Other How to get PID at startup

How would one get the PID of all processes or a group of proccess at start-up and write them to a list with FullPathName? So every time I open a new terminal, console, or application they will be written to a file by Script, C, C++ or Java.
 
Use ps, with the -G argument for groups, then you can pipe it to a file, with > myfile.txt.

ps(1)

Example:
ps -G operator > myfile

This doesn't fully answer your question, but it's a start.
 
Use ps, with the -G argument for groups, then you can pipe it to a file, with > myfile.txt.

This doesn't fully answer your question, but it's a start.
You did fully povided an answer to my question … This is all that I was after, and I never had a clue. I thought I had do did to deep.
Code:
ps -J0 > output_1
I got pleny of C++, Java and ASM readline code that I'm about to bring back the from the dead and translate from Windows to UNIX. You made my day sidetone.
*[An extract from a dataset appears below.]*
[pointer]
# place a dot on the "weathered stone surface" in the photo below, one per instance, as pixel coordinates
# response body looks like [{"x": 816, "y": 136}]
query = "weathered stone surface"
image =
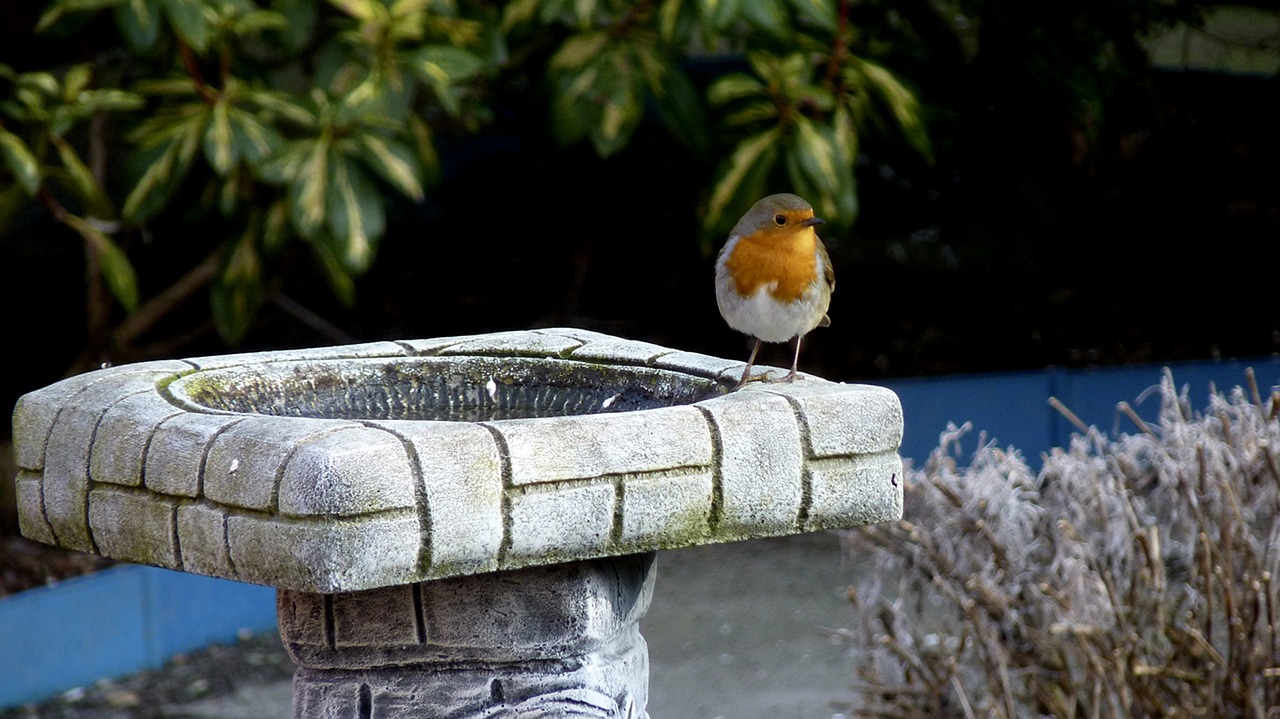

Shell programming is for the elite.
 
I never figure that shell scripting could be so simple:
Code:
ps -J0 > /root/Desktop/ps.G
pgrep libgtop-server
pkill libgtop-server
or
kill -s HUP 20383
How cool can it be. All I want to do is automate everything FreeBSD wise. Now I realize most of those type commands are already complied in lighting c thanks to BUILD_STATIC I thin. Now that I can see the c-structs, I now understand its relation to shell scripting. I can vision this in machine code (ASM). How awesome could it be to have a little bit of assembler code laying around for FreeBSD. After I get my taste of vnet the rest of this week, with basic networking out the way, it will be all about shell-scripting and asm for me. What I see that FSG and friends has done looks like fasm to me  I just wanted to say sidetone, its XMAS already...
 
I figured it was the answer directly from the command line, but I didn't know how much more work it would take to insert that into a script considering outputs and as variables.